2029 would be the date on which we would receive the first extraterrestrial communication, or so say a number of scientists.
Something that totally sounds like science fiction could end up being a reality this decade, and it would be the first extraterrestrial contact with Earth, and we’ll see if in a good way or not.
Despite the fact that it is estimated that there may be millions of extraterrestrial civilizations in the universe, no one has ever contacted us, and that suggests that at least in the Milky Way, we are apparently totally alone.
And another new study suggests that this same decade, specifically in 2029, there would be the first real possibility of extraterrestrial contact.
This new study co-directed by howard isaacson of the University of California maintains that those messages emitted for the first time by Voyager 1 and Voyager 2 already reached two nearby stars in 2007, and that if there were extraterrestrial civilizations there, they would have already found the signal, and if they sent it back , we would be about to receive them.
“These spacecraft have communicated with the Deep Station Network (DSN) radio antennas to download scientific data and telemetry data. Outward transmissions from the DSN travel to the spacecraft and beyond into interstellar space. These transmissions have found and will find other stars, introducing the possibility of intelligent life in other solar systems encountering our terrestrial transmissions.says the study.

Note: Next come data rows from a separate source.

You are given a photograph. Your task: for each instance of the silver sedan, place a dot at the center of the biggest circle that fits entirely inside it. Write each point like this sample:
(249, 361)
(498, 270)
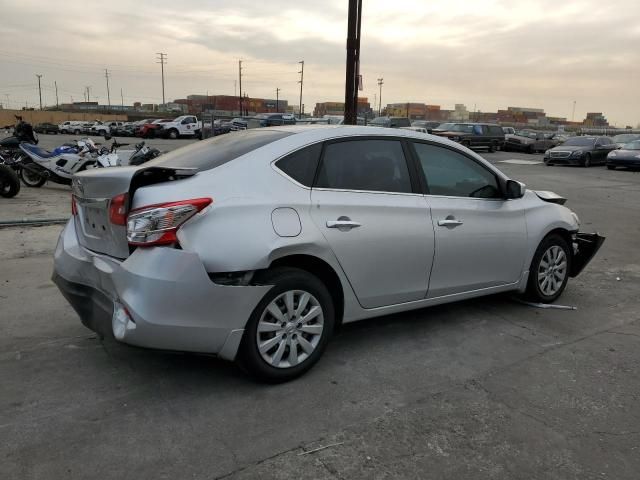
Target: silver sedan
(256, 245)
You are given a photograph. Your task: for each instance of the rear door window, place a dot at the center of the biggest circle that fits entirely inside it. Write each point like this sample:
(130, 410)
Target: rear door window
(452, 174)
(302, 164)
(216, 151)
(369, 165)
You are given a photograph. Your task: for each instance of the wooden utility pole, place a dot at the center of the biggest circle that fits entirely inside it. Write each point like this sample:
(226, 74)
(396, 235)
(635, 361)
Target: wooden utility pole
(353, 60)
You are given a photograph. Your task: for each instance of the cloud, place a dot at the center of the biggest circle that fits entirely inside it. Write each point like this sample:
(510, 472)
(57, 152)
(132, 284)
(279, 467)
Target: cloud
(498, 53)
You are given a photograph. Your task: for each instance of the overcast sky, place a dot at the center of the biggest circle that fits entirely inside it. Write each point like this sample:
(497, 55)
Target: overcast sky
(489, 53)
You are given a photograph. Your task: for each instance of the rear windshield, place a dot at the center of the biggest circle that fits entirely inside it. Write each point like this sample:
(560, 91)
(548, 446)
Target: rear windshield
(216, 151)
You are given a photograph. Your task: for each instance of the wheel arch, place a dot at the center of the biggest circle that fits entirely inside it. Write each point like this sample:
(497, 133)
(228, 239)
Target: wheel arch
(323, 271)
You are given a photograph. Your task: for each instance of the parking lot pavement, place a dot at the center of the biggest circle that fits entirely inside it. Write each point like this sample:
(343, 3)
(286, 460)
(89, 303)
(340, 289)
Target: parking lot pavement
(487, 388)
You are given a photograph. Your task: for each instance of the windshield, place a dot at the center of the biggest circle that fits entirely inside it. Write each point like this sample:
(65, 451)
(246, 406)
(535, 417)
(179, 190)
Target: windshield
(625, 138)
(580, 142)
(462, 128)
(218, 150)
(379, 121)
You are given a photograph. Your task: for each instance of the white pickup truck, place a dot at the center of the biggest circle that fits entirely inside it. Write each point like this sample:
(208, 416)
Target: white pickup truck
(105, 128)
(183, 126)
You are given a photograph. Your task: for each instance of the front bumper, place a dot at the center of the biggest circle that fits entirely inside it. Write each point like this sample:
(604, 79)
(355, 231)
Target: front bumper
(171, 302)
(586, 245)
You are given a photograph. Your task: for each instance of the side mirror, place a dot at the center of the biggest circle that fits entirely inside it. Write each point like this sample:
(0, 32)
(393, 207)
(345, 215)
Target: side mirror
(515, 189)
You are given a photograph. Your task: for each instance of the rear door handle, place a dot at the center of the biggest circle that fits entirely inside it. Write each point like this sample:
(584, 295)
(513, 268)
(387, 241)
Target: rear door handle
(449, 222)
(342, 224)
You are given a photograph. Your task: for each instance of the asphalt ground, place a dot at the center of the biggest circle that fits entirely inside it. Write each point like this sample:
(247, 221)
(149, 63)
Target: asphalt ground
(488, 388)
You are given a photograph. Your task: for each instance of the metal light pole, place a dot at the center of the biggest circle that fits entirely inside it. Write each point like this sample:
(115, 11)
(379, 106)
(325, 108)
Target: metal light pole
(353, 60)
(39, 89)
(380, 83)
(301, 81)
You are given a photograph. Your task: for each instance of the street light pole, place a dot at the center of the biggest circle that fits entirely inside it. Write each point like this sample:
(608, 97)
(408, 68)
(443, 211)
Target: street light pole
(380, 83)
(39, 89)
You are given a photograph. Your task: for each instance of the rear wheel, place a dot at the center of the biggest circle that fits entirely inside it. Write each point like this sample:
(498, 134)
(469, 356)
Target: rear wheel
(32, 178)
(550, 269)
(290, 328)
(9, 182)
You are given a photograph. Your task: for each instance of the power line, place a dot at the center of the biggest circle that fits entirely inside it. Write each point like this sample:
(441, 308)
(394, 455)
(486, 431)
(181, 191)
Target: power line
(163, 59)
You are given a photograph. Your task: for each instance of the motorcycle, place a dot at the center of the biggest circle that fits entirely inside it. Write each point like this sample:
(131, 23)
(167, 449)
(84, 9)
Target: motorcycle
(58, 165)
(22, 132)
(9, 181)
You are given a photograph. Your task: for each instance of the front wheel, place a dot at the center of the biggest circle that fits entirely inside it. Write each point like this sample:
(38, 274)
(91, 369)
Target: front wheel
(32, 178)
(290, 328)
(9, 182)
(550, 269)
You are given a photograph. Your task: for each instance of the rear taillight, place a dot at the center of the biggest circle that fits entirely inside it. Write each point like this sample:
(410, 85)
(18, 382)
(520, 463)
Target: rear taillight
(158, 224)
(118, 209)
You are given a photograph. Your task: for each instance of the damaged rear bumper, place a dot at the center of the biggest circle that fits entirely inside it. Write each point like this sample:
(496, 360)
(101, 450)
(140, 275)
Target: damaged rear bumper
(586, 245)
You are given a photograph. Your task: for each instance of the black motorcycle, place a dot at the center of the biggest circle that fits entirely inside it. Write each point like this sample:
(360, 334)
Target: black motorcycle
(9, 181)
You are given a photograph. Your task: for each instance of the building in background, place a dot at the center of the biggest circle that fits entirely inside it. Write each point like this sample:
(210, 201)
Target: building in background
(229, 105)
(337, 108)
(595, 119)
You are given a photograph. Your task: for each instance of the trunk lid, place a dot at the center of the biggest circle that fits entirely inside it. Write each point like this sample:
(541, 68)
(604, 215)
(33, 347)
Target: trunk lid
(94, 190)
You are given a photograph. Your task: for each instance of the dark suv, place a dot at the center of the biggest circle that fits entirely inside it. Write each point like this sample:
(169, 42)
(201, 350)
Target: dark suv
(475, 135)
(275, 119)
(390, 122)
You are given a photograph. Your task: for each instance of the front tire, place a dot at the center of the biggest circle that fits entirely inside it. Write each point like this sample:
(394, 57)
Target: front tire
(289, 329)
(549, 270)
(9, 182)
(32, 178)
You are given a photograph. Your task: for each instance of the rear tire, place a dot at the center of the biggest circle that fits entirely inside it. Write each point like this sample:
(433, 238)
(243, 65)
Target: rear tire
(31, 178)
(9, 182)
(549, 270)
(293, 323)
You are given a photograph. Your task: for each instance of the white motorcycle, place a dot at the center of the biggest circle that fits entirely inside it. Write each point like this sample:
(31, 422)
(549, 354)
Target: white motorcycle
(59, 165)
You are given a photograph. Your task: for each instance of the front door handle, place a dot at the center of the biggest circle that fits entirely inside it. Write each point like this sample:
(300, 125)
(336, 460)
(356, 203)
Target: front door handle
(346, 224)
(449, 222)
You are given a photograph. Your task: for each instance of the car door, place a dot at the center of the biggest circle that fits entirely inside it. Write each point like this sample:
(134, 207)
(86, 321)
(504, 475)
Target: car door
(480, 237)
(372, 214)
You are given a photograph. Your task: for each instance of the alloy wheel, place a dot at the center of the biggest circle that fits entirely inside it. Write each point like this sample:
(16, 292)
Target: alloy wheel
(290, 329)
(552, 270)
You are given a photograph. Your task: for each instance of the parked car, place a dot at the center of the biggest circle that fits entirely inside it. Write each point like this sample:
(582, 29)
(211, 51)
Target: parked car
(390, 122)
(275, 119)
(46, 128)
(149, 129)
(475, 135)
(426, 124)
(529, 141)
(584, 151)
(183, 126)
(625, 138)
(215, 247)
(70, 126)
(628, 156)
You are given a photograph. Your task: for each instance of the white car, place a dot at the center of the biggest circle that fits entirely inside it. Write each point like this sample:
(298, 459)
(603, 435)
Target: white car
(255, 245)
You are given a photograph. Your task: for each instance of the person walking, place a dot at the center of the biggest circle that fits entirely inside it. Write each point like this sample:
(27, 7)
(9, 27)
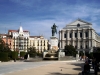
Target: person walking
(86, 69)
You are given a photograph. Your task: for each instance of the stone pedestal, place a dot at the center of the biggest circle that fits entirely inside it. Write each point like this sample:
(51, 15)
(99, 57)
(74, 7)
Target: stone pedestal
(54, 43)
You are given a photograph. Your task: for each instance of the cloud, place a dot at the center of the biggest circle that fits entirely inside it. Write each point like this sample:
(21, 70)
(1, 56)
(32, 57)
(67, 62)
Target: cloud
(38, 16)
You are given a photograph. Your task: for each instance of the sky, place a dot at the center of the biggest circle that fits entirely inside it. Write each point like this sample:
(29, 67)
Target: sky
(38, 16)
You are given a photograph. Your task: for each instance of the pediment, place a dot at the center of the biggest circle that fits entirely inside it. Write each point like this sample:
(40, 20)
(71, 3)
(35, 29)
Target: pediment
(79, 21)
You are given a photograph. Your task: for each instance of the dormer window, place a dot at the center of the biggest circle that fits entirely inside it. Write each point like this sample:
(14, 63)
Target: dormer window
(78, 25)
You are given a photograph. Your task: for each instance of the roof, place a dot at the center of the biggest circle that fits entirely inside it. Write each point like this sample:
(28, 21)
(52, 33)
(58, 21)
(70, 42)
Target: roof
(16, 31)
(82, 23)
(36, 36)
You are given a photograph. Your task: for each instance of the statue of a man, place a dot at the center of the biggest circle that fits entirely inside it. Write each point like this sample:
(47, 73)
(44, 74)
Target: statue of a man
(54, 30)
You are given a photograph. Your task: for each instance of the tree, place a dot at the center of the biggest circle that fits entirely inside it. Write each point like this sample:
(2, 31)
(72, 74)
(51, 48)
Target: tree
(70, 50)
(4, 47)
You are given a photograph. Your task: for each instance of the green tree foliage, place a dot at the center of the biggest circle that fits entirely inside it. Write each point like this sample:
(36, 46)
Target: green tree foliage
(22, 54)
(32, 51)
(4, 56)
(14, 55)
(70, 50)
(4, 47)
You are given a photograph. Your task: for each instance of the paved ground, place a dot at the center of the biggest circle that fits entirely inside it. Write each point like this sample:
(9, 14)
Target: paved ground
(58, 68)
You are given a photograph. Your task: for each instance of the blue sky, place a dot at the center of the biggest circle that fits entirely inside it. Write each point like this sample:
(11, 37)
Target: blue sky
(37, 16)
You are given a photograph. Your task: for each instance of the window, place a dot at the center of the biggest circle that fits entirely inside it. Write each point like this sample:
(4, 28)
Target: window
(64, 35)
(80, 34)
(75, 35)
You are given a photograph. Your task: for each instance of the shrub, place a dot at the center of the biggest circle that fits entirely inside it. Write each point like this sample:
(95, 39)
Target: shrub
(22, 54)
(14, 55)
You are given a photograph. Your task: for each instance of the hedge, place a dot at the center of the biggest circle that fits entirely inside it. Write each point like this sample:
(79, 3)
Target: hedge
(4, 57)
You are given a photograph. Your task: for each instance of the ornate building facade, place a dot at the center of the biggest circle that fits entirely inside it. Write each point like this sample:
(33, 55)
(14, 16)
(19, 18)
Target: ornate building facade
(80, 34)
(39, 42)
(21, 40)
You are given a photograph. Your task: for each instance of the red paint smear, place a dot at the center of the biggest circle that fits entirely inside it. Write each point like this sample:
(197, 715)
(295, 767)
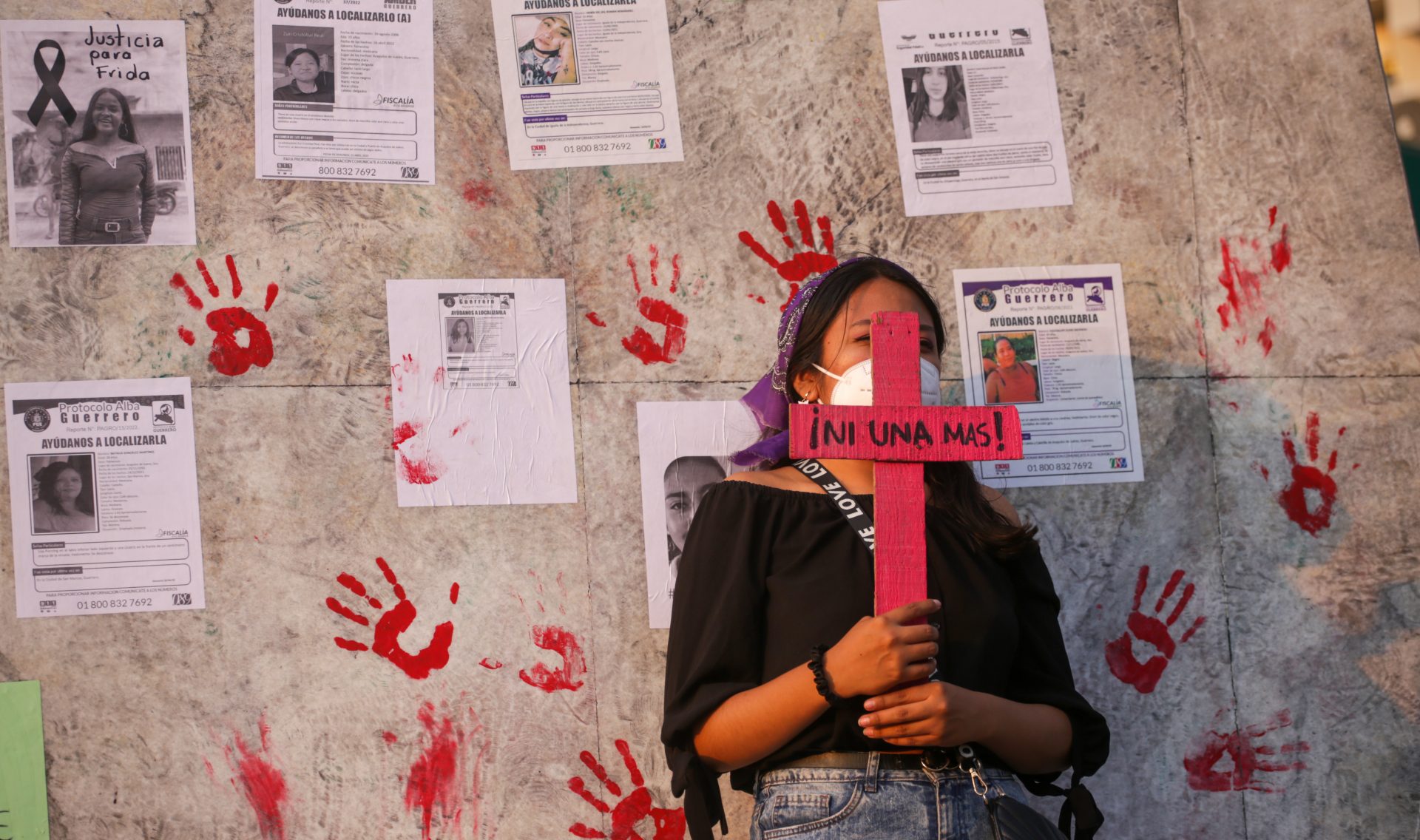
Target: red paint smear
(632, 809)
(1281, 253)
(1148, 629)
(1247, 758)
(345, 612)
(351, 582)
(635, 280)
(236, 281)
(574, 665)
(180, 284)
(643, 347)
(206, 279)
(1265, 336)
(478, 192)
(231, 358)
(404, 432)
(438, 776)
(260, 782)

“We use the beamwidth of the transmissions between DSN and the interstellar spacecraft to search around the past and future positions of each spacecraft obtained from the JPL Horizons System. By performing this search in the Gaia Catalog of Nearby Stars, a catalog of precisely mapped stars within 100 pc, we determined which stars the transmissions from these spacecraft would encounter.“, Add.
“We highlight the stars that are in the background of DSN broadcasts and calculate the dates of these encounters to determine the time and place for life alien smart potential to find terrestrial transmissions“, says.
But obviously, there are also skeptics, and one of them is the radio astronomer Jean Luc Margotfrom the University of California, who argues that “our insignificant and infrequent transmissions are unlikely to result in detection by aliens”.
“The probability of another civilization residing in this little bubble is extraordinarily small, unless there are millions of civilizations in the Milky Way.”, he maintains.